Summary: Memory leak in `fz_new_stext_page_from_page_number` when `FZ_STEXT_PRESEVE_IMAGES` is set
Product: MuPDF Reporter: Ali Mostafavi <a.hr.mostafavi>
Component: fitzAssignee: MuPDF bugs <mupdf-bugs>
Status: UNCONFIRMED ---    
Severity: normal    
Priority: P4    
Version: 1.19.0   
Hardware: PC   
OS: Windows 10   
Customer: Word Size: ---

Description Ali Mostafavi 2022-06-25 11:01:34 UTC
Creating `fz_stext_page` with `FZ_STEXT_PRESERVE_IMAGES` option creates huge amounts of memeory leak. This is especially significant in scanned documents where every character is an image.
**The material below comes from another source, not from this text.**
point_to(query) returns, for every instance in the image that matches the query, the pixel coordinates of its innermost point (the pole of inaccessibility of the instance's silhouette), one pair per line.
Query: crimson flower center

Here is a minimal example:


int main(){
	fz_context* mupdf_context = fz_new_context(nullptr, nullptr, FZ_STORE_UNLIMITED);
	fz_register_document_handlers(mupdf_context);

	fz_document* doc = fz_open_document(mupdf_context, "path to pdf file (preferably scanned)");
	int num_pages = fz_count_pages(mupdf_context, doc);
	for (int i = 0; i < num_pages; i++) {
		fz_stext_options options;
		options.flags = FZ_STEXT_PRESERVE_IMAGES;
		fz_stext_page* page = fz_new_stext_page_from_page_number(mupdf_context, doc, i, &options);
		fz_drop_stext_page(mupdf_context, page);
	}
	return 0;
}

Actual Result: By the time we reach the `return` we use gigabytes of memeory per 100 pages.
Expected result: Minimal memory usage